Los vínculos se pueden sanar
Lidia le contó que de bebé era muy chiquita, tanto que tuvo que pasar unos días en la incubadora. Que se parecía a su papá, que era guapo, que ella le recordaba a él. Que se enteró que una sola vez él fue a buscarla pero en ese entonces ninguna de las dos estaba ahí, y sus abuelos lo “sacaron a patadas”. Sus razones para no cuidarla eran muchas, primero fue su trabajo, después por una pareja que no quería aceptar a la niña que no llevaba su sangre. Cuando la buscó, a los 3 años de Paola, vio cómo ella se prendía “como garrapata” a la pierna de la persona a la que llamaba papá y entendió que ella no le podría ofrecer una vida tan feliz.
“Creo que toda persona que no conoce sus raíces, de cierta manera, en algún momento las busca. Necesitás saber tu identidad. Yo tuve unos padres que fueron hermosos como personas conmigo, me dieron todo lo mejor. Pero yo necesitaba saber de dónde vengo yo”.
Este año Paola se casó por civil. En marzo lo hará por iglesia y quiere invitar a sus dos familias, a sus hermanos que adora, a sus tías y primas, a su madre biológica. Tal vez por eso se animó hace un mes a publicar en un grupo de búsqueda de personas de Facebook los datos que tenía de su padre. Algunas personas le escribieron y le dijeron que lo conocían. Un amigo le contó detalles y prometió hablar con él. Por el momento, el hombre se mostró reacio a un encuentro, tal vez no quiere tener que dar explicaciones a su familia. Pero su hija también merece saber su versión de la historia, saber de dónde vienen sus ojos y su boca. “No quiero ninguna compensación económica, no necesito nada, solo saber mi origen y cerrar esta historia”. Todavía lo está esperando.
Búsqueda de la identidad
La revelación de los datos biológicos es un derecho inalienable que no siempre se cumple en las adopciones.

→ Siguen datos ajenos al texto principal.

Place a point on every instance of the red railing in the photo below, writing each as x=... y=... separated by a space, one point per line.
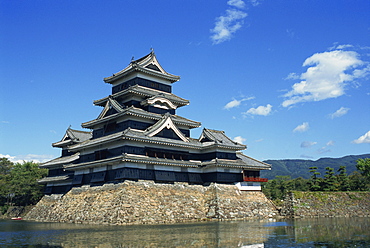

Si bien “los adoptantes deben comprometerse expresamente ante el juez a hacer conocer los orígenes al adoptado, lo que debe constar en el expediente”. A veces por vergüenza, desconocimiento, o para evitar el sufrimiento, las familias guardan el secreto que puede causar un dolor más grande al descubrirse cuando ya es demasiado tarde.
Para quienes nacieron entre 1974 y 1983, tienen dudas sobre su origen, y creen que pueden ser hijos de desaparecidos, pueden contactarse con la CoNaDi También es posible aportar información y hablar con Abuelas de Plaza de Mayo.
También la Defensoría del Pueblo amplió su trabajo por la identidad a todas las personas que habitan la provincia de Buenos Aires.